La moitié ouest de la carte, pour sa part, contraste avec l’ample essor du secteur oriental. Une large bande longitudinale enregistre un déclin plus ou moins fort. Il s’agit du nord au sud, des secteurs enclavés des monts du Beaujolais et du Lyonnais, du bassin houiller de Saint-Etienne et, de nouveau, d’un secteur montagneux : le Pilat. Seule la bordure orientale de ces montagnes a été attractive, ainsi que la plaine du Forez, au sud-ouest, tout autour de Saint-Just-Saint-Rambert. Ce dernier secteur constitue la zone de déversement de Saint-Etienne. Nous pouvons enfin relever que les dynamiques migratoires forment des avancées plus lointaines le long des grands axes de communication.

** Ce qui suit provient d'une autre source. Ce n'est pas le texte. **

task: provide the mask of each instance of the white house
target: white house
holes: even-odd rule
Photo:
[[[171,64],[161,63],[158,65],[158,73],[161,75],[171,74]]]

L’image globale est, en somme, celle d’un étalement urbain plus ou moins concentrique. L’intensité des soldes migratoires est clairement décroissante du centre lyonnais vers la périphérie, ce qui confirme notre analyse précédente sur la structuration centre – périphérie de ce processus. L’intérêt de cette carte est, cependant, de nous montrer les distorsions induites par les grands axes routiers et, ce faisant, de nous rappeler que l’exurbanisation des ménages ne s’est pas effectuée en vertu d’une simple proximité géométrique à la métropole, mais en fonction de son accessibilité. Ces grandes voies, qui raccourcissent notablement les temps de trajet, ont manifestement permis à des périphéries encore plus reculées d’être affectées par l’exurbanisation lyonnaise. Le développement moindre de l’ouest lyonnais souligne de même, mais en creux, l’importance de cette accessibilité de la métropole dans les choix de localisation des ménages. L’enclavement de ces communes a visiblement bloqué l’étalement lyonnais et a même été un facteur de répulsivité, puisque l’on peut relever un déclin démographique quasiment généralisé dans ces secteurs.

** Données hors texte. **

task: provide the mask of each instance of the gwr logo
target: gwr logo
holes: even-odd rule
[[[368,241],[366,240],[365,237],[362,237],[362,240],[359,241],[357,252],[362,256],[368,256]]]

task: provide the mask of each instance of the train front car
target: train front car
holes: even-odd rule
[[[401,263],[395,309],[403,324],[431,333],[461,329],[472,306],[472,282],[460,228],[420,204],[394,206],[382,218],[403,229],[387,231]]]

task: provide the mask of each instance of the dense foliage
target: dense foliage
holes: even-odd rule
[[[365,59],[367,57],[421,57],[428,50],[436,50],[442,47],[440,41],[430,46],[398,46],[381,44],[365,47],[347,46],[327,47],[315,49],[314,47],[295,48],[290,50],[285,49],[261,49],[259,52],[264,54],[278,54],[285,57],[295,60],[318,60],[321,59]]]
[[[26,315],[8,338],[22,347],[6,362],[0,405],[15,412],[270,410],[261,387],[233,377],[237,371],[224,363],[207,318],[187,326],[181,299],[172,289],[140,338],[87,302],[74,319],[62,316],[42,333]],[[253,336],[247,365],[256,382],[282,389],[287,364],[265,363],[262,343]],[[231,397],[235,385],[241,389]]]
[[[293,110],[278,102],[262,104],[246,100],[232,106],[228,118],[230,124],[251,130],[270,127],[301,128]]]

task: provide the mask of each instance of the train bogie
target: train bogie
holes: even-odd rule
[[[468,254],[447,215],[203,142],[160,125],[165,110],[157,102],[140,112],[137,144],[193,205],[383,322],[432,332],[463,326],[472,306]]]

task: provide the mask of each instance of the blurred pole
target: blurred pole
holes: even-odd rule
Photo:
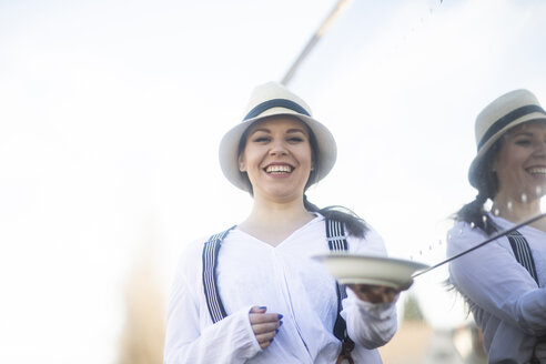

Cette carte nous montre, en outre, que les noyaux urbains secondaires ont été englobés par les dynamiques migratoires, mais elle ne nous permet pas d’apprécier si ces derniers ont été simplement submergés par la nappe périurbaine ou si celle-ci en a tenu compte d’une manière ou d’une autre. Une décomposition par période intercensitaire s’avère donc nécessaire pour tenter d’esquisser des éléments de réponse à ce propos.

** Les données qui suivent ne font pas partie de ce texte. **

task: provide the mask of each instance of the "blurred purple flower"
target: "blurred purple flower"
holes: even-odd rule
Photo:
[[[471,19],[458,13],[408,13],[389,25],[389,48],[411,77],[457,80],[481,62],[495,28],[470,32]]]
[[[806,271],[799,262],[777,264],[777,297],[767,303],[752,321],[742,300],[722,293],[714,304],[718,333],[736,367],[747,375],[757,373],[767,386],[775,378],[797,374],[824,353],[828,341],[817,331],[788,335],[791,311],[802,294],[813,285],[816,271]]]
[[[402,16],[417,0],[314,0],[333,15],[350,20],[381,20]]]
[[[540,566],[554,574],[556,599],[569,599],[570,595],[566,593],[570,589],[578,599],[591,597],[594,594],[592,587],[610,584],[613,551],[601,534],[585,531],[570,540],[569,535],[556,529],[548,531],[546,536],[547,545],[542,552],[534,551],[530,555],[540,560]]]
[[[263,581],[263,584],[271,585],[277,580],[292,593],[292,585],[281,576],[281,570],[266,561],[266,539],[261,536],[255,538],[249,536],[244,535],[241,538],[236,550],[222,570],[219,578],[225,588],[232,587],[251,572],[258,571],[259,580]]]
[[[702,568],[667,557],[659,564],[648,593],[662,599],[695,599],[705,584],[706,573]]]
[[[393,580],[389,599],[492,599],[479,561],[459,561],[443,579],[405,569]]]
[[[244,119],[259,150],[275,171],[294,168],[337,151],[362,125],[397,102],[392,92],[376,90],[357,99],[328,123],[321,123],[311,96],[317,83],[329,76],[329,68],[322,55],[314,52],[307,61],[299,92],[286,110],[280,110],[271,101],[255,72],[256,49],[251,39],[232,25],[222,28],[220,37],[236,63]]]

La carte 33, ci-dessous, nous montre qu’initialement (1962-68), nous avions un étalement relativement simple de l’agglomération lyonnaise. Les dynamiques migratoires formaient une couronne déversée vers l’est mais enserrant très étroitement la métropole. Au-delà, les migrations résidentielles se propageaient le long des grands axes de communication. Dans ce développement radio-concentrique, l’intensité des soldes migratoires souligne la puissance du phénomène et nous rappelle que nous assistions là, pour l’essentiel, à la formation et au renforcement des banlieues. Hormis cette couronne, nous ne relevons que quelques espaces en développement, assez localisées : des villes moyennes industrielles comme Bourgoin-Jallieu, Villefranche, Vienne et Roussillon, ou quelques petites villes. Pour le reste, la ruralité était encore synonyme de déclin.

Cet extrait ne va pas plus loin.